See more of Michelle's arty cooking utensil holder.

Thursday, November 13, 2008

Complete your spa bathroom with a wooden shower mat

A little while ago we had this Platta flooring for the bathroom. So hey, why not use it as a shower mat to complete the spa look? That's what Eleazar did.

He's been having it for a few months now and it seems to be holding up. Before you try this you should be aware that the Platta deck has tannic acid which may leak out and stain the floor and grouting.


See more of Eleazar's Platta wooden shower mat.

Wednesday, November 12, 2008

Nick's butcher block work top

Nick, an automotive technician in Wilton CT USA, was looking for a work surface top for his toolbox. Shopping around, he found a stainless steel one for almost $800, a butcher block one for about $500. For $129 he bought a Numerar countertop at Ikea and only had to cut it for depth. And now he has a butcher block work surface.

Tuesday, November 11, 2008

Make a slim and sexy entry way table

I'm loving what Monica did with a Lack wall shelf and Vika Fintorp legs - an absolutely gorgeous entry way table.

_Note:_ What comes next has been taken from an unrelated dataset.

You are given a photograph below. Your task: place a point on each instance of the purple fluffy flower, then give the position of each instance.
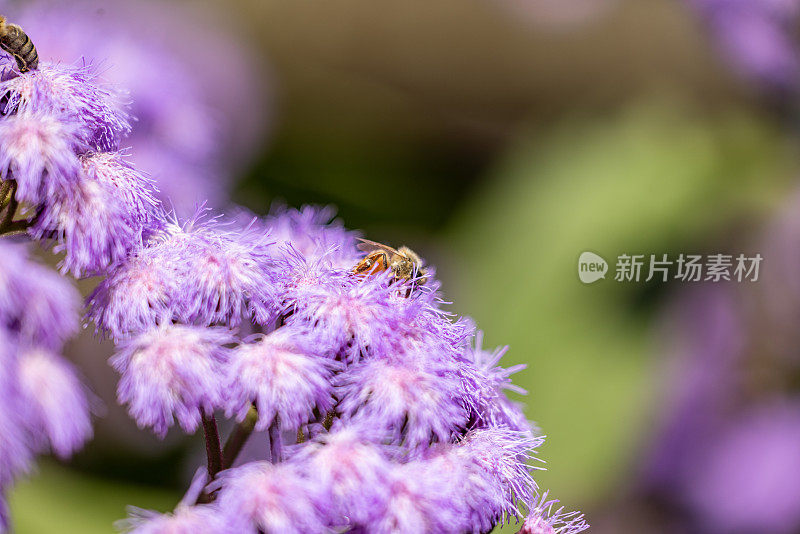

She ways, "My husband and I needed an entry way table (a landing strip by Apartment Therapy terms) and didn't have much more than 10, maybe 11, inches of depth to work with which made things tough and hard to find a good white console table. We're in the process of re-doing our entry way and going to wallpaper but came up with a really clever way to construct our own entry way table using a Lack shelf ($14.99) and two of the taller Vika Fintorp legs ($10 each).


Probably not a lot of instructions needed on this one, we attached the legs first, then installed the shelf with legs using the Lack mounting bar. One clever trick we found was to figure out the correct placement with the legs and slowly lean the table back, load a sharpie in each of the holes on the back of the Lack shelf and it marked the correct spot to hang the mounting bar."

Monday, November 10, 2008

Stark hall unit as a room divider

Galloni Michele from Italy modifies a Stark hall unit to serve as a landing strip divider.


Galloni says, "I modified it by adding an aluminum frame (1.5 x 3 mm) around the unit. The two legs are connected to the bottom via bolts before mounting the legs in place. The frame is connected to the Stark by wood screws, except for the left side, for which I used silicone. The hacked Stark is mounted to the wall by drilling on the right beam three holes shaped like an inverted V and hanging it to three wall screw. For safety reasons I have added an additional support screwed to the wall on top."